Miasteczko z "Westworld" spłonęło w pożarze. Serial kosztował majątek
Pożary w północnej Kalifornii sieją potworne spustoszenie. Żywioł nie oszczędził planu zdjęciowego serialu "Westworld", jednej z najdroższych produkcji w historii telewizji.
12.11.2018 18:05
Kilkadziesiąt ofiar śmiertelnych, kilkaset rannych i ponad 250 tys. mieszkańców zmuszonych do ewakuacji to bilans pożarów, które trawią Kalifornię od czwartku. Ogień rozprzestrzenił się także na terenie Paramount Ranch w Agoura Hills, gdzie stała scenografia westernowego miasteczka.
Część zabudowań, wykorzystywanych przez ekipę serialu HBO "Westworld" została doszczętnie spalona.
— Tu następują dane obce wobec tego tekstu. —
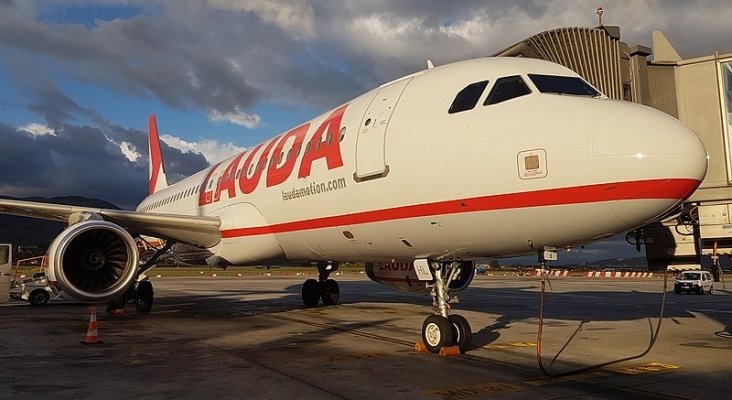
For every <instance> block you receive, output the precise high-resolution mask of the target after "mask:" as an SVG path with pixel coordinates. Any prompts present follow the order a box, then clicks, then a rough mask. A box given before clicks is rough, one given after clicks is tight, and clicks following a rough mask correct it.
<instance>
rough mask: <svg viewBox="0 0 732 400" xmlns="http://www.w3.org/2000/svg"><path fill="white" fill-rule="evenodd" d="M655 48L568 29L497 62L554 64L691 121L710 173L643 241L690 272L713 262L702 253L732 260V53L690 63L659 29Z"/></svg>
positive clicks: (614, 28)
mask: <svg viewBox="0 0 732 400" xmlns="http://www.w3.org/2000/svg"><path fill="white" fill-rule="evenodd" d="M652 44H653V46H652V48H649V47H646V46H640V45H636V46H629V45H628V44H626V43H625V42H623V41H621V40H620V28H619V27H617V26H597V27H594V28H577V27H569V28H558V29H552V30H548V31H545V32H541V33H538V34H536V35H533V36H531V37H528V38H526V39H524V40H521V41H520V42H518V43H515V44H513V45H511V46H508V47H507V48H505V49H504V50H501V51H499V52H497V53H495V54H493V56H501V57H528V58H538V59H543V60H548V61H553V62H555V63H558V64H561V65H564V66H565V67H568V68H570V69H572V70H574V71H576V72H577V73H578V74H579V75H581V76H582V77H583V78H585V79H586V80H587V81H588V82H590V83H591V84H592V85H593V86H595V87H596V88H597V89H599V90H600V91H602V92H603V93H605V94H606V95H607V96H608V97H609V98H612V99H618V100H626V101H632V102H635V103H642V104H645V105H648V106H651V107H654V108H656V109H658V110H661V111H663V112H665V113H667V114H669V115H671V116H673V117H675V118H678V119H679V120H681V122H683V123H685V124H686V125H687V126H688V127H689V128H690V129H691V130H692V131H694V133H696V134H697V136H699V138H700V139H701V140H702V142H703V143H704V145H705V146H706V148H707V151H708V153H709V168H708V170H707V175H706V177H705V179H704V181H703V182H702V184H701V186H700V187H699V189H698V190H697V191H696V192H695V193H694V194H693V195H692V196H691V198H690V199H689V201H688V203H687V204H686V205H685V208H684V210H683V212H681V214H678V215H676V216H675V217H673V218H669V219H667V220H665V221H663V222H662V223H658V224H655V225H653V226H648V227H645V229H644V232H645V237H644V238H641V239H640V240H641V243H642V244H645V246H646V256H647V259H648V264H649V266H650V267H651V268H652V269H654V268H655V269H663V268H665V267H666V266H668V265H674V264H678V265H680V266H683V267H686V268H688V267H690V266H692V265H693V264H696V265H699V264H701V263H707V262H709V259H708V258H705V257H702V255H710V254H713V255H715V256H716V254H727V255H729V256H730V258H732V223H731V221H732V53H730V54H720V53H719V52H717V53H715V54H713V55H710V56H707V57H699V58H695V59H687V60H684V59H683V58H682V57H681V56H680V55H679V53H678V52H676V50H675V49H674V48H673V46H672V45H671V43H669V41H668V40H667V39H666V38H665V36H664V35H663V34H662V33H661V32H658V31H656V32H653V35H652ZM649 56H652V58H651V59H648V57H649ZM712 259H713V260H714V259H715V258H712Z"/></svg>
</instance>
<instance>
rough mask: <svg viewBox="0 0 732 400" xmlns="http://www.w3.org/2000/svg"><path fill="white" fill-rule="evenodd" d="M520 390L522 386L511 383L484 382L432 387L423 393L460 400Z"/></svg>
mask: <svg viewBox="0 0 732 400" xmlns="http://www.w3.org/2000/svg"><path fill="white" fill-rule="evenodd" d="M522 390H524V388H522V387H521V386H517V385H514V384H511V383H486V384H482V385H470V386H461V387H454V388H450V389H432V390H426V391H425V393H427V394H431V395H433V396H438V397H439V398H441V399H443V400H460V399H467V398H470V397H473V396H481V398H484V397H486V396H492V395H501V394H505V393H513V392H520V391H522Z"/></svg>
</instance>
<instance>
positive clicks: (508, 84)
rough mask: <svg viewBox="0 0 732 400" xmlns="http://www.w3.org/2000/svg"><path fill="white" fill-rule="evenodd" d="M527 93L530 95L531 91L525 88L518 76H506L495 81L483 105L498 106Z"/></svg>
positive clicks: (530, 89) (527, 87)
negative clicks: (500, 103)
mask: <svg viewBox="0 0 732 400" xmlns="http://www.w3.org/2000/svg"><path fill="white" fill-rule="evenodd" d="M529 93H531V89H529V87H528V86H526V83H525V82H524V80H523V79H521V77H520V76H518V75H515V76H506V77H503V78H500V79H498V80H497V81H496V83H495V84H494V85H493V89H491V92H490V93H489V94H488V98H487V99H485V103H483V105H484V106H487V105H489V104H498V103H500V102H503V101H506V100H511V99H513V98H516V97H521V96H525V95H527V94H529Z"/></svg>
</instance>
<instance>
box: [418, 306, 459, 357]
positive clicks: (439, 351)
mask: <svg viewBox="0 0 732 400" xmlns="http://www.w3.org/2000/svg"><path fill="white" fill-rule="evenodd" d="M422 341H423V342H424V345H425V347H426V348H427V350H429V351H430V352H431V353H439V352H440V349H441V348H443V347H448V346H451V345H452V324H451V323H450V321H448V319H447V318H445V317H443V316H441V315H430V316H429V317H427V318H426V319H425V320H424V323H423V324H422Z"/></svg>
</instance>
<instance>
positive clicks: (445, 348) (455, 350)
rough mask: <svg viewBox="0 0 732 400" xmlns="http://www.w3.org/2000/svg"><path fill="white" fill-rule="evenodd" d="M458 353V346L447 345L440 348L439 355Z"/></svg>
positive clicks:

Wcześniej w tym samym miejscu kręcono takie produkcje jak "Doktor Quinn", "Snajper" Clinta Eastwooda czy "Norbit".
- "Westworld" nie jest aktualnie w produkcji i z racji tego, że przeprowadzono tam ewakuację, nie znamy dokładnego poziomu zniszczeń – mówił przedstawiciel HBO, podkreślając, że większość zdjęć w klimacie westernu była kręcona w Melody Ranch w Santa Clarita.
Przypomnijmy, że "Westworld" jest jednym z najdroższych seriali w historii telewizji. Budżet pierwszego, 10-odcinkowego sezonu miał wynieść ok. 100 mln dol. Przy czym sam pilot kosztował aż 25 mln dol.
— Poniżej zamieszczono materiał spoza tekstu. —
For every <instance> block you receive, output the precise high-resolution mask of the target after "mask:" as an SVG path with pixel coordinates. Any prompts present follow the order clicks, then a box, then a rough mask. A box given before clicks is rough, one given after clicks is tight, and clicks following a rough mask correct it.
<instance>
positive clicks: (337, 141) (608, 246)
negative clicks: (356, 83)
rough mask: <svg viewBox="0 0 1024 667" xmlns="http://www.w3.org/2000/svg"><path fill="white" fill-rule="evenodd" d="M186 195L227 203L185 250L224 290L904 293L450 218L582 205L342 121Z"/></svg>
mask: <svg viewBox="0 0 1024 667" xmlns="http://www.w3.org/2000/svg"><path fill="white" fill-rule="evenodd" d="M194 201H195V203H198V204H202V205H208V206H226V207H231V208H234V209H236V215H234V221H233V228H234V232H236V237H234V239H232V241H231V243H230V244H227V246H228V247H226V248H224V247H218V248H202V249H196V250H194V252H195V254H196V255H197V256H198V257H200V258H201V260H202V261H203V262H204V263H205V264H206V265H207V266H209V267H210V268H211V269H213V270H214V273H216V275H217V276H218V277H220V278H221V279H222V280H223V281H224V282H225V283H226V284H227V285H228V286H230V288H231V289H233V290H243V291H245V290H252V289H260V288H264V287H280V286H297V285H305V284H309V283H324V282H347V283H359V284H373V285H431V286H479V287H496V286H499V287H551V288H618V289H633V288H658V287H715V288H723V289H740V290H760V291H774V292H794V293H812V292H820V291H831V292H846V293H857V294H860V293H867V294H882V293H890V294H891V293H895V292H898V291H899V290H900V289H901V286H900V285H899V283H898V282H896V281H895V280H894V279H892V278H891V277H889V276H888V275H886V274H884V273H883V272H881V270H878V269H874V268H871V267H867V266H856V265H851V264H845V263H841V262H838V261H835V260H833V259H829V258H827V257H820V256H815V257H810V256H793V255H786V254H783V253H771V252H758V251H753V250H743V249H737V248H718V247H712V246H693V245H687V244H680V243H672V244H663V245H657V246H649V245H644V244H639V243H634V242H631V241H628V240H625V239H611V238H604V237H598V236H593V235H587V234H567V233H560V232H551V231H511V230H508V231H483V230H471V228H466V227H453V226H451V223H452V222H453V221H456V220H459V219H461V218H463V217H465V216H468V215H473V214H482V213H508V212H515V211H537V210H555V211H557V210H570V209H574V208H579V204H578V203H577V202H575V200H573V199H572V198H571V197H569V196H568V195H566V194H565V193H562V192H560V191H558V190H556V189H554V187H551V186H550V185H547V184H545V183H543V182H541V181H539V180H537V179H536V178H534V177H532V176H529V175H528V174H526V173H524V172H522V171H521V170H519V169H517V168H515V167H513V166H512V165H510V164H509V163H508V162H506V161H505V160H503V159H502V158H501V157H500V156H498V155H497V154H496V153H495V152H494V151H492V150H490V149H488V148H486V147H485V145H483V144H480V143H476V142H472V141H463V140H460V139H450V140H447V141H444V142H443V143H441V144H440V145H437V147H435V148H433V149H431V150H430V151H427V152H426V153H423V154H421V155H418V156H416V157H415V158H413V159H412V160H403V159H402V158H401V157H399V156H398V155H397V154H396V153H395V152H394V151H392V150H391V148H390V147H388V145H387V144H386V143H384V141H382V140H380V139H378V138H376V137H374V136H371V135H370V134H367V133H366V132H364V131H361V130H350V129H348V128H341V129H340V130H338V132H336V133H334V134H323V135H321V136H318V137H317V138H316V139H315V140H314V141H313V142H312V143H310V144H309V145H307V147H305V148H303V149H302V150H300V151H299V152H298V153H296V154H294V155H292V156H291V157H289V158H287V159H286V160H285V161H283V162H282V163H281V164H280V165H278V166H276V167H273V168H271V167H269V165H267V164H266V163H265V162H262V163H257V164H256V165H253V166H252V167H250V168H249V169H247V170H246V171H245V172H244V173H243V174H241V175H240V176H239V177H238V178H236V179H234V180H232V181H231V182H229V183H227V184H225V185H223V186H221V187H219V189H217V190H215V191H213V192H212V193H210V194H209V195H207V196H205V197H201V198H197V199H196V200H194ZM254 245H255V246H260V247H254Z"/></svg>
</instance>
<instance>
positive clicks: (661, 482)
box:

Niedawno pisaliśmy, że klęska żywiołowa rozpętała się w dzielnicy, którą zamieszkuje wiele gwiazd Hollywood. Dramatyczne posty na portalach społecznościowych zamieściły Lady Gaga czy Kim Kardashian. Ze swojej rezydencji musiał ewakuować się też Leonardo DiCaprio.
Ze swojej willi w Malibu uciekała także Kasia Wołejnio, celebrytka znana z programu "Żony Hollywood". Kobieta zdała na Instagramie przejmującą relację z tego, co dzieje się w kalifornijskim mieście.